Dégagée, presque nue, la grande salle des galeries Roger Bellemare et Christian Lambert, elle, est consacrée au travail d’un minimaliste de la nouvelle génération, Mathieu Grenier. Les séries Au-delà des signes et Prélèvements ne se composent que de monochromes blancs. Or, chez Grenier, qui a le don de la synthèse, il n’est pas question de peinture, mais de murs, et de crochets devenus simples motifs.

Ces monochromes, en fait, ce sont les morceaux de gypse sur lesquels reposaient des tableaux de la collection du Musée d’art de Joliette — des Hurtubise, Leduc, Pellan, Tousignant révèlent les cartels. Leur blanc, jamais le même, et leurs formats, teintés de la silhouette des chefs-d’oeuvre absents, réaffirment l’abstraction comme un genre non confiné aux limites de son cadre.

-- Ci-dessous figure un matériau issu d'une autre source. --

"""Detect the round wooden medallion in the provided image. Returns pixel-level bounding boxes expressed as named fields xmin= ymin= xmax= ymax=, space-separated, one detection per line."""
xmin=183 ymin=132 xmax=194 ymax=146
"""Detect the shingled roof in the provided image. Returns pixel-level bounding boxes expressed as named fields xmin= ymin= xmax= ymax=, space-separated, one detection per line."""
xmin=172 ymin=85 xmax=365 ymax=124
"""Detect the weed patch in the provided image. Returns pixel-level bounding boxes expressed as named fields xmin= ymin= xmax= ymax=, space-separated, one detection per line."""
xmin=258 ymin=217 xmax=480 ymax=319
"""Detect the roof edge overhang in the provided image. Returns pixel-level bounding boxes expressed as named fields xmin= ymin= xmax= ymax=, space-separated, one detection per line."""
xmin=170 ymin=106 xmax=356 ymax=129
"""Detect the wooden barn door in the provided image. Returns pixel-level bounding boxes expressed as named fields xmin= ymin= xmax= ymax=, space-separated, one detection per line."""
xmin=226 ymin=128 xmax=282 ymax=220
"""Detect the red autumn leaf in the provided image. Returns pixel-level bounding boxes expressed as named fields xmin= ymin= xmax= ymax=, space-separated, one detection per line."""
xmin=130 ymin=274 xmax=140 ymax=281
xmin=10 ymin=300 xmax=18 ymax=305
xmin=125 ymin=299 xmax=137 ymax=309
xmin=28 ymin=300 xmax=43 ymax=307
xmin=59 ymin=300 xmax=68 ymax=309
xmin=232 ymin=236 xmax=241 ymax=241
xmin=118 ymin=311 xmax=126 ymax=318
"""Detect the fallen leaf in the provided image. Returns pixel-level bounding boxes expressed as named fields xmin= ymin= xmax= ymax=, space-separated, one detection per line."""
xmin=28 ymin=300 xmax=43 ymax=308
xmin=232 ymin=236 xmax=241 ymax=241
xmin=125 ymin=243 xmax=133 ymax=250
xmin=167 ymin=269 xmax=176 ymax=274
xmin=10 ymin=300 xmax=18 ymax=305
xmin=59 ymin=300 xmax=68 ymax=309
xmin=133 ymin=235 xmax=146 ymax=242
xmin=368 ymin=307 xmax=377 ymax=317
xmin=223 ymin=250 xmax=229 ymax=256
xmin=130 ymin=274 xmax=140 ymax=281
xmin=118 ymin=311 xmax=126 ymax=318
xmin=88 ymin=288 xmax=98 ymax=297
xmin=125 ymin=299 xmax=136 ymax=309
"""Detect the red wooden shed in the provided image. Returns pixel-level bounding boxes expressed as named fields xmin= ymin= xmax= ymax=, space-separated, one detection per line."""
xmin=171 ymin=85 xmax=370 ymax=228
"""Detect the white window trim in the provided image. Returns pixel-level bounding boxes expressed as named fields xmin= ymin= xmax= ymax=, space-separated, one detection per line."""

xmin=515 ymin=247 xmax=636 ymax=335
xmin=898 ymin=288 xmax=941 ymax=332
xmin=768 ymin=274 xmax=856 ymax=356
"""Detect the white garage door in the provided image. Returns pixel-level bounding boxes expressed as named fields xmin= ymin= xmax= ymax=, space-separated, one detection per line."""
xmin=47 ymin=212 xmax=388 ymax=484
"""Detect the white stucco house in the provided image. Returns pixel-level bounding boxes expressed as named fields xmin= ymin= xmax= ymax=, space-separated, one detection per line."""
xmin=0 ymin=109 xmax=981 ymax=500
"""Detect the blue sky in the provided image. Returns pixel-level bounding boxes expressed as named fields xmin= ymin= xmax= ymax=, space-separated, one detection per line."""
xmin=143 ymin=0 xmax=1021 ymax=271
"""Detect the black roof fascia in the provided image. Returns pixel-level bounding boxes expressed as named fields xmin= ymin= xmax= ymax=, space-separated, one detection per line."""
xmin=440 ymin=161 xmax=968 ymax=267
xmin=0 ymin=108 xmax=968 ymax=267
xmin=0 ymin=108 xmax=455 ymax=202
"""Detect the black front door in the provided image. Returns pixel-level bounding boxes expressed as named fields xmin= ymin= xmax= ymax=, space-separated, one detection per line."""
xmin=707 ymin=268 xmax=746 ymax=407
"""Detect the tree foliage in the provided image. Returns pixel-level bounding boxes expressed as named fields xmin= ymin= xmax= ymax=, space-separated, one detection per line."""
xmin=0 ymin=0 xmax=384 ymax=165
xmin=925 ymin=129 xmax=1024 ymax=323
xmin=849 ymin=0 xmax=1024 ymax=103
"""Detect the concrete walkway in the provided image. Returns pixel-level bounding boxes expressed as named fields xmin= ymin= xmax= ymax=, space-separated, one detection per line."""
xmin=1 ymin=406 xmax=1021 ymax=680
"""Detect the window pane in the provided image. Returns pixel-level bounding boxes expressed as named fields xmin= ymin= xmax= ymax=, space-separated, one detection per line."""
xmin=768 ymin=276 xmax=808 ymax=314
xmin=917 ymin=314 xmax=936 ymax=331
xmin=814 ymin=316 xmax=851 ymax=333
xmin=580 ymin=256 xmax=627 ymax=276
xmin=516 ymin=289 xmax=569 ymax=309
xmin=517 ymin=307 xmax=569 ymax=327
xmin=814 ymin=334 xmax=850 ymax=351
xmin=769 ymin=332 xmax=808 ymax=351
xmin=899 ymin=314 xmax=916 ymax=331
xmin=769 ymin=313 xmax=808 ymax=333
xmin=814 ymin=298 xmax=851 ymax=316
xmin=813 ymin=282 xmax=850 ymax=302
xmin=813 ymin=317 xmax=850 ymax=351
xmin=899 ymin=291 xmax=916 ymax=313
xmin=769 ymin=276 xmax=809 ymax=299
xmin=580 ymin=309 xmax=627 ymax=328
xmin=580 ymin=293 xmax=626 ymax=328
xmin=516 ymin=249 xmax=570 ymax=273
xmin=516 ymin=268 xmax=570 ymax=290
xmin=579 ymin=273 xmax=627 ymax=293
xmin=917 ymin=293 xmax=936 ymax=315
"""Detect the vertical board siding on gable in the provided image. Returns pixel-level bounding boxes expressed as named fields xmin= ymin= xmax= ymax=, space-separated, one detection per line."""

Sous une étonnante économie de gestes, le jeune diplômé de l’UQAM (baccalauréat obtenu en 2011) rend oeuvre ce qui est habituellement à la marge. Ce renversement est présent depuis son premier projet, un cube blanc actuellement exposé à la galerie Stewart Hall de Pointe-Claire (l’expo Vertige). Il l’était aussi lors de son premier solo, qui vient de prendre fin au centre Artprim et qui exploitait les différents types de feuilles de papier. La blancheur était tout aussi présente, et c’est grâce au contexte d’exposition qu’une page vierge, à l’instar des murs et crochets chez Bellemare et Lambert, prend valeur d’objet d’art.

Jean-Michel Ross, le galeriste-commissaire quasi-artiste, et Mathieu Grenier ne montrent peut-être rien. Ils demeurent néanmoins dans la représentation, évoquent une galerie et ses biens, un musée et ses murs. Ils parlent des espaces, physiques comme mentaux, sans lesquels il n’y aurait ni objets ni images à contempler. Et bousculent, souhaitons-le, le conformisme trop douillet des visiteurs et des collectionneurs.

Mathieu Grenier

Galeries Roger Bellemare et Christian Lambert, 372, rue Sainte-Catherine Ouest, suites 501-502, jusqu’au 11 avril.

Le capitalisme au XXIe siècle

Galerie Thomas Henry Ross, 5445, avenue de Gaspé, local423, jusqu’au 19 juin.